The Race is on; End of the World is quite near!

Shoes on: Equiped to run around the world. M;e with coach Simoun in Cebu

Around the World in 80 Lanes — My Final Stretch in South America

RUN FOR FUN: From Midnight Sun to Most South on Earth!
It all took off under a sun that refused to set. In Hammerfest, the world’s northernmost city, perched defiantly above the Arctic Circle, I laced up my spikes and launched into the first of eighty sprints that would eventually carry me to the opposite end of the planet. Athletes, veterans, and curious onlookers gathered for that opening run, and in that moment, the improbable project called “Around the World in 80 Lanes” became real.

Since that kick-off, the project has curled through the track ovals of Europe, down the sun-scorched coast of Spain, across to the electric energy of Japan, Korea, and the Philippines, where Masters veterans sprint with the same fire and laughter whether they are 40 or 75. Every stadium has been a chapter; every lane a sentence in a story written at full speed.

SO FAR SOUTH – SO GOOD: The antartic city of Ushuaia is my last sprints.

The Final in Sight. The closing chapters of this odyssey are now taking shape. Through the latter half of 2026, I will be threading together stadiums across Europe, North Africa, the Caribbean, and Florida. Then, as 2027 opens, the route curves south through South America – city by city, track by track – until the continent itself narrows to a point and there is nowhere left to run but one final straight.

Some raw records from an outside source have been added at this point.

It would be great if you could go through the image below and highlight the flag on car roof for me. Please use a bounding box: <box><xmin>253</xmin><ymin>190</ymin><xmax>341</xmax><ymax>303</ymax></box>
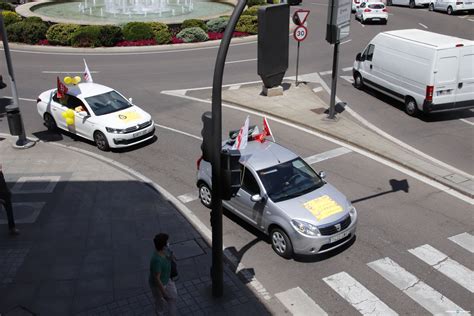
<box><xmin>83</xmin><ymin>59</ymin><xmax>93</xmax><ymax>83</ymax></box>
<box><xmin>263</xmin><ymin>116</ymin><xmax>275</xmax><ymax>142</ymax></box>
<box><xmin>56</xmin><ymin>76</ymin><xmax>68</xmax><ymax>99</ymax></box>
<box><xmin>232</xmin><ymin>116</ymin><xmax>249</xmax><ymax>150</ymax></box>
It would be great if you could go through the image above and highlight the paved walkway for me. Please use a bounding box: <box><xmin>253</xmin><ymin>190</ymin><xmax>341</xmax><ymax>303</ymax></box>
<box><xmin>0</xmin><ymin>135</ymin><xmax>274</xmax><ymax>316</ymax></box>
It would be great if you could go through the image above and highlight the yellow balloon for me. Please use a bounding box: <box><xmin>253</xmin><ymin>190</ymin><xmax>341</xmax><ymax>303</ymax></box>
<box><xmin>66</xmin><ymin>118</ymin><xmax>74</xmax><ymax>125</ymax></box>
<box><xmin>66</xmin><ymin>109</ymin><xmax>75</xmax><ymax>118</ymax></box>
<box><xmin>64</xmin><ymin>76</ymin><xmax>72</xmax><ymax>85</ymax></box>
<box><xmin>73</xmin><ymin>76</ymin><xmax>81</xmax><ymax>84</ymax></box>
<box><xmin>61</xmin><ymin>112</ymin><xmax>67</xmax><ymax>118</ymax></box>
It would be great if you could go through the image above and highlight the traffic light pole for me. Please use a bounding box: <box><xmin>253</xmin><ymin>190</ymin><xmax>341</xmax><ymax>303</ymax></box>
<box><xmin>328</xmin><ymin>41</ymin><xmax>339</xmax><ymax>119</ymax></box>
<box><xmin>210</xmin><ymin>0</ymin><xmax>246</xmax><ymax>298</ymax></box>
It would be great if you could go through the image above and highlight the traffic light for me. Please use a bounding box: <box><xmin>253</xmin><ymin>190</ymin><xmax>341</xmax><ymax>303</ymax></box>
<box><xmin>201</xmin><ymin>111</ymin><xmax>213</xmax><ymax>162</ymax></box>
<box><xmin>221</xmin><ymin>149</ymin><xmax>241</xmax><ymax>200</ymax></box>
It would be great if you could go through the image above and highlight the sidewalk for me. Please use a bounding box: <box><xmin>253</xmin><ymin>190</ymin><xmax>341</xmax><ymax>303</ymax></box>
<box><xmin>0</xmin><ymin>135</ymin><xmax>276</xmax><ymax>316</ymax></box>
<box><xmin>217</xmin><ymin>81</ymin><xmax>474</xmax><ymax>198</ymax></box>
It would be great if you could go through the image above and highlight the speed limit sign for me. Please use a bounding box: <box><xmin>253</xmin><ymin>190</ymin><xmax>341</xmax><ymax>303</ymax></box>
<box><xmin>293</xmin><ymin>25</ymin><xmax>308</xmax><ymax>42</ymax></box>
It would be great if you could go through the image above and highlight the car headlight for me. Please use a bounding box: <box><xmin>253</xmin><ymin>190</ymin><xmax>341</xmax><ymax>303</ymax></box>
<box><xmin>106</xmin><ymin>127</ymin><xmax>125</xmax><ymax>134</ymax></box>
<box><xmin>291</xmin><ymin>219</ymin><xmax>320</xmax><ymax>236</ymax></box>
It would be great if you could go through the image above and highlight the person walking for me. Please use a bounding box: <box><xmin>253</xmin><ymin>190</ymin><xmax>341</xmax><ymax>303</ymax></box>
<box><xmin>149</xmin><ymin>233</ymin><xmax>177</xmax><ymax>316</ymax></box>
<box><xmin>0</xmin><ymin>164</ymin><xmax>19</xmax><ymax>235</ymax></box>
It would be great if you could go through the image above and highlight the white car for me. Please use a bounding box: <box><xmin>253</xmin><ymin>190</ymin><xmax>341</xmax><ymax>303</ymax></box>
<box><xmin>355</xmin><ymin>2</ymin><xmax>388</xmax><ymax>24</ymax></box>
<box><xmin>386</xmin><ymin>0</ymin><xmax>429</xmax><ymax>7</ymax></box>
<box><xmin>37</xmin><ymin>82</ymin><xmax>155</xmax><ymax>151</ymax></box>
<box><xmin>429</xmin><ymin>0</ymin><xmax>474</xmax><ymax>14</ymax></box>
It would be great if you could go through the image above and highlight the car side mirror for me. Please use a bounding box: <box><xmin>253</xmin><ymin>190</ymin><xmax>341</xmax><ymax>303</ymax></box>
<box><xmin>319</xmin><ymin>171</ymin><xmax>327</xmax><ymax>180</ymax></box>
<box><xmin>77</xmin><ymin>111</ymin><xmax>88</xmax><ymax>117</ymax></box>
<box><xmin>250</xmin><ymin>194</ymin><xmax>263</xmax><ymax>203</ymax></box>
<box><xmin>356</xmin><ymin>53</ymin><xmax>362</xmax><ymax>61</ymax></box>
<box><xmin>128</xmin><ymin>97</ymin><xmax>133</xmax><ymax>104</ymax></box>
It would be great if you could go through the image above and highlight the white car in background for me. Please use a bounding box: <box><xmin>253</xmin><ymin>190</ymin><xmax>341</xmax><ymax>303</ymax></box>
<box><xmin>37</xmin><ymin>82</ymin><xmax>155</xmax><ymax>151</ymax></box>
<box><xmin>386</xmin><ymin>0</ymin><xmax>429</xmax><ymax>7</ymax></box>
<box><xmin>355</xmin><ymin>2</ymin><xmax>388</xmax><ymax>24</ymax></box>
<box><xmin>429</xmin><ymin>0</ymin><xmax>474</xmax><ymax>14</ymax></box>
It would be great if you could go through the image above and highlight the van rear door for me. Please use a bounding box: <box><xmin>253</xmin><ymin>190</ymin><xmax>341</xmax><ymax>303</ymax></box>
<box><xmin>433</xmin><ymin>48</ymin><xmax>459</xmax><ymax>109</ymax></box>
<box><xmin>456</xmin><ymin>46</ymin><xmax>474</xmax><ymax>108</ymax></box>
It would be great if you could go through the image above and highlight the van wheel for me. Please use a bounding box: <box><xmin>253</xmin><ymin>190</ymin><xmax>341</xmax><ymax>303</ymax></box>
<box><xmin>409</xmin><ymin>0</ymin><xmax>415</xmax><ymax>8</ymax></box>
<box><xmin>447</xmin><ymin>6</ymin><xmax>453</xmax><ymax>14</ymax></box>
<box><xmin>429</xmin><ymin>3</ymin><xmax>434</xmax><ymax>10</ymax></box>
<box><xmin>199</xmin><ymin>183</ymin><xmax>212</xmax><ymax>209</ymax></box>
<box><xmin>270</xmin><ymin>228</ymin><xmax>293</xmax><ymax>259</ymax></box>
<box><xmin>94</xmin><ymin>131</ymin><xmax>110</xmax><ymax>151</ymax></box>
<box><xmin>44</xmin><ymin>113</ymin><xmax>57</xmax><ymax>131</ymax></box>
<box><xmin>387</xmin><ymin>0</ymin><xmax>392</xmax><ymax>5</ymax></box>
<box><xmin>353</xmin><ymin>73</ymin><xmax>364</xmax><ymax>89</ymax></box>
<box><xmin>405</xmin><ymin>97</ymin><xmax>418</xmax><ymax>116</ymax></box>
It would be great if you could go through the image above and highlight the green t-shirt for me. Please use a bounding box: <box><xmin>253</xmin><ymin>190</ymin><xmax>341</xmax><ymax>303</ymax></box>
<box><xmin>149</xmin><ymin>252</ymin><xmax>171</xmax><ymax>286</ymax></box>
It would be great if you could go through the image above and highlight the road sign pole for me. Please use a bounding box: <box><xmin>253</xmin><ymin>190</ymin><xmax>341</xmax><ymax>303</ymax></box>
<box><xmin>328</xmin><ymin>41</ymin><xmax>340</xmax><ymax>119</ymax></box>
<box><xmin>296</xmin><ymin>41</ymin><xmax>300</xmax><ymax>86</ymax></box>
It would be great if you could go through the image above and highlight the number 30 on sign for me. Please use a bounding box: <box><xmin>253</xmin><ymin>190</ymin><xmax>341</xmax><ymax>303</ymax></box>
<box><xmin>293</xmin><ymin>25</ymin><xmax>308</xmax><ymax>42</ymax></box>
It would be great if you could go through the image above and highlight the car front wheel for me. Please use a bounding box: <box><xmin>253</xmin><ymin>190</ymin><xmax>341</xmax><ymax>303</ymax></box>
<box><xmin>199</xmin><ymin>183</ymin><xmax>212</xmax><ymax>208</ymax></box>
<box><xmin>271</xmin><ymin>228</ymin><xmax>293</xmax><ymax>259</ymax></box>
<box><xmin>94</xmin><ymin>131</ymin><xmax>110</xmax><ymax>151</ymax></box>
<box><xmin>44</xmin><ymin>113</ymin><xmax>57</xmax><ymax>131</ymax></box>
<box><xmin>353</xmin><ymin>72</ymin><xmax>364</xmax><ymax>89</ymax></box>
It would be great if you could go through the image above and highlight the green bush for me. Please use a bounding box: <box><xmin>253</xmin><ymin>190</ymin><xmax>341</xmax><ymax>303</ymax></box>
<box><xmin>206</xmin><ymin>17</ymin><xmax>228</xmax><ymax>33</ymax></box>
<box><xmin>146</xmin><ymin>22</ymin><xmax>170</xmax><ymax>44</ymax></box>
<box><xmin>122</xmin><ymin>22</ymin><xmax>154</xmax><ymax>41</ymax></box>
<box><xmin>1</xmin><ymin>11</ymin><xmax>21</xmax><ymax>27</ymax></box>
<box><xmin>0</xmin><ymin>2</ymin><xmax>15</xmax><ymax>11</ymax></box>
<box><xmin>24</xmin><ymin>16</ymin><xmax>44</xmax><ymax>24</ymax></box>
<box><xmin>6</xmin><ymin>21</ymin><xmax>48</xmax><ymax>44</ymax></box>
<box><xmin>242</xmin><ymin>5</ymin><xmax>261</xmax><ymax>16</ymax></box>
<box><xmin>46</xmin><ymin>23</ymin><xmax>80</xmax><ymax>46</ymax></box>
<box><xmin>71</xmin><ymin>25</ymin><xmax>102</xmax><ymax>47</ymax></box>
<box><xmin>236</xmin><ymin>15</ymin><xmax>258</xmax><ymax>34</ymax></box>
<box><xmin>147</xmin><ymin>21</ymin><xmax>168</xmax><ymax>34</ymax></box>
<box><xmin>99</xmin><ymin>25</ymin><xmax>122</xmax><ymax>46</ymax></box>
<box><xmin>247</xmin><ymin>0</ymin><xmax>266</xmax><ymax>6</ymax></box>
<box><xmin>181</xmin><ymin>19</ymin><xmax>207</xmax><ymax>32</ymax></box>
<box><xmin>176</xmin><ymin>27</ymin><xmax>208</xmax><ymax>43</ymax></box>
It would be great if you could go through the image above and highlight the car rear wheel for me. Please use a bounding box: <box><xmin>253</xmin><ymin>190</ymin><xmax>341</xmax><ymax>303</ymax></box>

“Sprinting is like fine wine. The older you get, the smoother your stride – and the more you appreciate the finish line.”
— A fellow veteran, World Masters Championships, Sweden

USHUAIA, SOUTH OF ARGENTINA: My final city om my way around the world in 80 stadiums.

80 Stadiums, One Relay. This project has never been purely about speed. Yes, every stadium demands a 100m and a 200m sprint, timed and real. But what fills the space between the starting gun and the finish tape is something harder to measure: the handshakes with veteran sprinters who have kept running long past the age when the world told them to stop, the impromptu conversations in broken English and fluent laughter, the discovery that sport builds the same kind of human connection whether you are on a cinder track in a small Norwegian town or a state-of-the-art Olympic facility in Tokyo.

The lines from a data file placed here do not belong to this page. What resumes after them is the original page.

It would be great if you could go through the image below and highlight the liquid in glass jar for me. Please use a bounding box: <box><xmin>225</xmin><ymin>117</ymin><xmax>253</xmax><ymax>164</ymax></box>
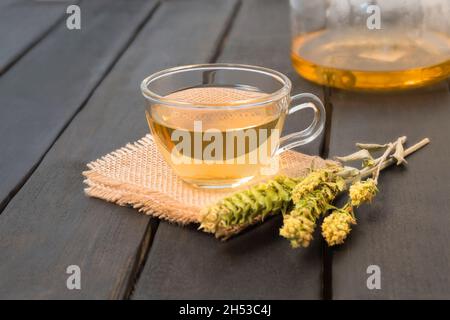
<box><xmin>291</xmin><ymin>29</ymin><xmax>450</xmax><ymax>90</ymax></box>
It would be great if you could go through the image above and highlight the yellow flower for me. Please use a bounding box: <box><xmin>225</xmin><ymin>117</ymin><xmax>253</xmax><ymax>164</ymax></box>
<box><xmin>349</xmin><ymin>178</ymin><xmax>378</xmax><ymax>207</ymax></box>
<box><xmin>280</xmin><ymin>212</ymin><xmax>316</xmax><ymax>248</ymax></box>
<box><xmin>321</xmin><ymin>208</ymin><xmax>356</xmax><ymax>246</ymax></box>
<box><xmin>280</xmin><ymin>171</ymin><xmax>346</xmax><ymax>248</ymax></box>
<box><xmin>291</xmin><ymin>170</ymin><xmax>329</xmax><ymax>203</ymax></box>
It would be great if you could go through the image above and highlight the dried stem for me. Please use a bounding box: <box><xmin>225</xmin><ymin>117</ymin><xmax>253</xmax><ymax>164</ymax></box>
<box><xmin>337</xmin><ymin>137</ymin><xmax>430</xmax><ymax>185</ymax></box>
<box><xmin>373</xmin><ymin>142</ymin><xmax>394</xmax><ymax>182</ymax></box>
<box><xmin>321</xmin><ymin>137</ymin><xmax>429</xmax><ymax>247</ymax></box>
<box><xmin>360</xmin><ymin>138</ymin><xmax>430</xmax><ymax>180</ymax></box>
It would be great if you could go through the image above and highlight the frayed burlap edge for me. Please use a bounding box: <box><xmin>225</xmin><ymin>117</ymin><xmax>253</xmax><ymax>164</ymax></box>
<box><xmin>84</xmin><ymin>172</ymin><xmax>201</xmax><ymax>224</ymax></box>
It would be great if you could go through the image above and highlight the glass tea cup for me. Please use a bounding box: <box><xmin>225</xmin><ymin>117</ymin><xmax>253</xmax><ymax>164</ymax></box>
<box><xmin>141</xmin><ymin>64</ymin><xmax>325</xmax><ymax>188</ymax></box>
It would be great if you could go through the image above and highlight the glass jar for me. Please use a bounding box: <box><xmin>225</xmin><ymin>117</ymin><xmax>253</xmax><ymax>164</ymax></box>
<box><xmin>290</xmin><ymin>0</ymin><xmax>450</xmax><ymax>90</ymax></box>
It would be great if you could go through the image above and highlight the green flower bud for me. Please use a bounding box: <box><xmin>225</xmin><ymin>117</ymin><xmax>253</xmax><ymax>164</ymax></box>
<box><xmin>199</xmin><ymin>176</ymin><xmax>302</xmax><ymax>238</ymax></box>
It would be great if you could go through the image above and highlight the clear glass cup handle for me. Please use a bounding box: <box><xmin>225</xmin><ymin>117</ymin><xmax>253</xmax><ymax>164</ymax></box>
<box><xmin>276</xmin><ymin>93</ymin><xmax>326</xmax><ymax>155</ymax></box>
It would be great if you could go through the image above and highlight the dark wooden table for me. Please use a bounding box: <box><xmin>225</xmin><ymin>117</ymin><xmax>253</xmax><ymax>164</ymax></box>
<box><xmin>0</xmin><ymin>0</ymin><xmax>449</xmax><ymax>299</ymax></box>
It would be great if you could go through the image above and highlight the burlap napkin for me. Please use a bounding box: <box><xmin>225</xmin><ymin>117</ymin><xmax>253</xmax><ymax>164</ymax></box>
<box><xmin>82</xmin><ymin>134</ymin><xmax>329</xmax><ymax>225</ymax></box>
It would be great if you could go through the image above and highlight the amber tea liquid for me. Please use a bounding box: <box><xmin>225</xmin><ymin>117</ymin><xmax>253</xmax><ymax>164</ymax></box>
<box><xmin>146</xmin><ymin>87</ymin><xmax>286</xmax><ymax>187</ymax></box>
<box><xmin>292</xmin><ymin>29</ymin><xmax>450</xmax><ymax>90</ymax></box>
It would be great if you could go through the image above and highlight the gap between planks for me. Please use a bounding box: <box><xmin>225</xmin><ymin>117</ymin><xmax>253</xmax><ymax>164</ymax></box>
<box><xmin>123</xmin><ymin>220</ymin><xmax>160</xmax><ymax>299</ymax></box>
<box><xmin>0</xmin><ymin>1</ymin><xmax>162</xmax><ymax>215</ymax></box>
<box><xmin>320</xmin><ymin>85</ymin><xmax>334</xmax><ymax>300</ymax></box>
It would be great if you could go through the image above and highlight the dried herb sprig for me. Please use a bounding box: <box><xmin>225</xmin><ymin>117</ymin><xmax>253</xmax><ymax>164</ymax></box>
<box><xmin>319</xmin><ymin>137</ymin><xmax>429</xmax><ymax>247</ymax></box>
<box><xmin>279</xmin><ymin>136</ymin><xmax>428</xmax><ymax>248</ymax></box>
<box><xmin>279</xmin><ymin>169</ymin><xmax>345</xmax><ymax>248</ymax></box>
<box><xmin>282</xmin><ymin>176</ymin><xmax>370</xmax><ymax>248</ymax></box>
<box><xmin>321</xmin><ymin>179</ymin><xmax>378</xmax><ymax>246</ymax></box>
<box><xmin>199</xmin><ymin>136</ymin><xmax>429</xmax><ymax>245</ymax></box>
<box><xmin>199</xmin><ymin>176</ymin><xmax>301</xmax><ymax>239</ymax></box>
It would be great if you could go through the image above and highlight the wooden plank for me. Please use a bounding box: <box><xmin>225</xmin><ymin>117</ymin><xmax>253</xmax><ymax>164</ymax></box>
<box><xmin>0</xmin><ymin>0</ymin><xmax>239</xmax><ymax>300</ymax></box>
<box><xmin>133</xmin><ymin>0</ymin><xmax>324</xmax><ymax>300</ymax></box>
<box><xmin>134</xmin><ymin>218</ymin><xmax>323</xmax><ymax>299</ymax></box>
<box><xmin>328</xmin><ymin>83</ymin><xmax>450</xmax><ymax>299</ymax></box>
<box><xmin>0</xmin><ymin>0</ymin><xmax>69</xmax><ymax>74</ymax></box>
<box><xmin>0</xmin><ymin>0</ymin><xmax>157</xmax><ymax>211</ymax></box>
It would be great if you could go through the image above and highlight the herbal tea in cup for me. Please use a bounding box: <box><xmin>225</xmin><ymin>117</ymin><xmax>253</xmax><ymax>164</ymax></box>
<box><xmin>141</xmin><ymin>64</ymin><xmax>325</xmax><ymax>188</ymax></box>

That final straight is waiting for me at the Hugo Lumbreras Stadium in Ushuaia, Argentina – the southernmost city in the world, gateway to Antarctica, a place where the wind comes off the Beagle Channel cold enough to make your eyes water mid-race.
After Ushuaia, the grand finale: Buenos Aires, where eighty stadiums and eighty stories will find their full stop, somewhere in the heart of Argentina, planned to happen in the February 2027.

Some of the most storied venues on earth appeared in the original dream — the Colosseum in Rome, where the echoes of gladiators still seem to circle the arena; Maracanã in Rio, the cathedral of football. Neither could accommodate a running track. That is the nature of dreams versus logistics. But the stadiums that did open their lanes have more than compensated: unexpected, unhyped, and unforgettable.

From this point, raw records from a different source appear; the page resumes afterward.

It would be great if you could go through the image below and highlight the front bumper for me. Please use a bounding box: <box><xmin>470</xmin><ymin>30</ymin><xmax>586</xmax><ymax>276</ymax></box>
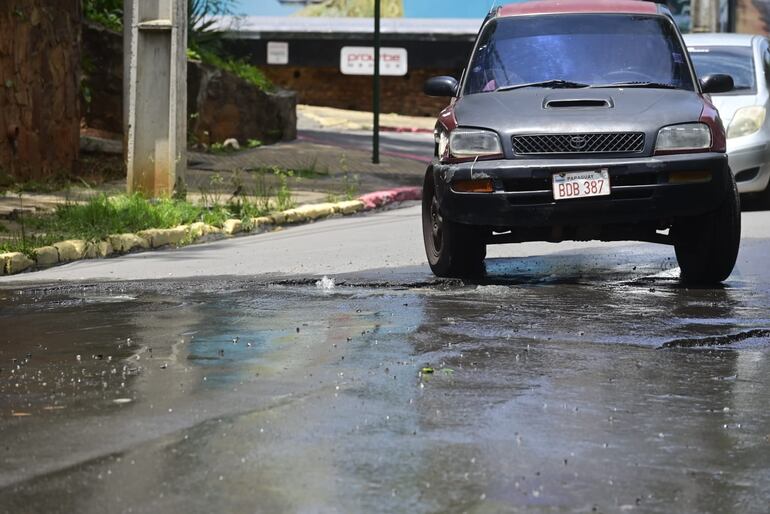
<box><xmin>432</xmin><ymin>153</ymin><xmax>732</xmax><ymax>229</ymax></box>
<box><xmin>726</xmin><ymin>136</ymin><xmax>770</xmax><ymax>194</ymax></box>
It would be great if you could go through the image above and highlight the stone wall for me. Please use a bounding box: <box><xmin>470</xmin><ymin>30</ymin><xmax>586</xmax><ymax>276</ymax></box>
<box><xmin>81</xmin><ymin>23</ymin><xmax>297</xmax><ymax>143</ymax></box>
<box><xmin>262</xmin><ymin>66</ymin><xmax>455</xmax><ymax>118</ymax></box>
<box><xmin>0</xmin><ymin>1</ymin><xmax>82</xmax><ymax>181</ymax></box>
<box><xmin>188</xmin><ymin>63</ymin><xmax>297</xmax><ymax>146</ymax></box>
<box><xmin>82</xmin><ymin>22</ymin><xmax>123</xmax><ymax>135</ymax></box>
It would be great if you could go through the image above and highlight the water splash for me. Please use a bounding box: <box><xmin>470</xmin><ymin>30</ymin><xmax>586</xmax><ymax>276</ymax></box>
<box><xmin>315</xmin><ymin>276</ymin><xmax>335</xmax><ymax>291</ymax></box>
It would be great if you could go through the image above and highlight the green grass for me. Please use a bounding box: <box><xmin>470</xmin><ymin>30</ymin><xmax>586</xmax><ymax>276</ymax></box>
<box><xmin>31</xmin><ymin>195</ymin><xmax>234</xmax><ymax>238</ymax></box>
<box><xmin>0</xmin><ymin>193</ymin><xmax>275</xmax><ymax>256</ymax></box>
<box><xmin>200</xmin><ymin>51</ymin><xmax>273</xmax><ymax>92</ymax></box>
<box><xmin>209</xmin><ymin>142</ymin><xmax>234</xmax><ymax>154</ymax></box>
<box><xmin>83</xmin><ymin>0</ymin><xmax>123</xmax><ymax>32</ymax></box>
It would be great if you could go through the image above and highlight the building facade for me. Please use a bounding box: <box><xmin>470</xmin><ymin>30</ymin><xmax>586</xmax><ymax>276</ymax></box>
<box><xmin>225</xmin><ymin>1</ymin><xmax>767</xmax><ymax>117</ymax></box>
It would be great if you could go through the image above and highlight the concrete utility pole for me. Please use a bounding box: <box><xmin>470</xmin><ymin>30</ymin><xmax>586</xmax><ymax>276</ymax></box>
<box><xmin>690</xmin><ymin>0</ymin><xmax>720</xmax><ymax>33</ymax></box>
<box><xmin>124</xmin><ymin>0</ymin><xmax>187</xmax><ymax>197</ymax></box>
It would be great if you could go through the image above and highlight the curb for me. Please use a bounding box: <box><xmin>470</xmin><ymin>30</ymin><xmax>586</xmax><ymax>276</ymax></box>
<box><xmin>381</xmin><ymin>126</ymin><xmax>434</xmax><ymax>134</ymax></box>
<box><xmin>359</xmin><ymin>187</ymin><xmax>422</xmax><ymax>210</ymax></box>
<box><xmin>0</xmin><ymin>188</ymin><xmax>423</xmax><ymax>277</ymax></box>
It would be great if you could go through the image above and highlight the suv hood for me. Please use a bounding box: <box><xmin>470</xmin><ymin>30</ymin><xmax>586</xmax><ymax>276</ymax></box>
<box><xmin>454</xmin><ymin>88</ymin><xmax>706</xmax><ymax>136</ymax></box>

Altogether, I feel I have set up a kind of global relay – eighty batons passed between eighty cities, the same runner carrying each one, connected by nothing more technological than a pair of running spikes and a passport full of stamps.
Next on the menue: North Africa, Caribbean and Miami, Florida. Then South America; The highest level in La Paz, Bolivia, Lima, before Mendoza, Ushuaia and the finale in Buenos Aires.

Opposite of the Advice. A sharp and speedy Masters athlete once told wisdom with a grin: “The secret to a successful career is to sprint when you’re young and jog when you’re old.”

He was probably right. I arrived at that advice a few decades too late — which is precisely why I am doing the opposite. The sprinting comes now, in the years when most people are quietly slowing down, and every race is a small rebellion against the idea that the best is already behind you.

There is something clarifying about a sprint. You cannot think about yesterday or tomorrow in the 15-16 seconds it takes to run one hundred metres. There is only the lane ahead, the lungs burning, the arms driving, and the line rushing up to meet you. Multiplied by eighty stadiums across six continents, that clarity has become a kind of philosophy.

Con un Poco de Suerte. Far South the finish line is waiting, where the wind carries a faint chill of Antarctica and the city lights in Ushuaia reflect off the Beagle Channel. Getting there requires a few more months, a few more flights, a few more strangers who will become, somewhere between the warm-up and the cool-down, people worth remembering.

The running odyssey continues. Con un poco de suerte. Hoffentlich. Fiduciosamente. Avec un peu de chance.

With a little luck — in every language — the world will be crossed, eighty lanes at a time.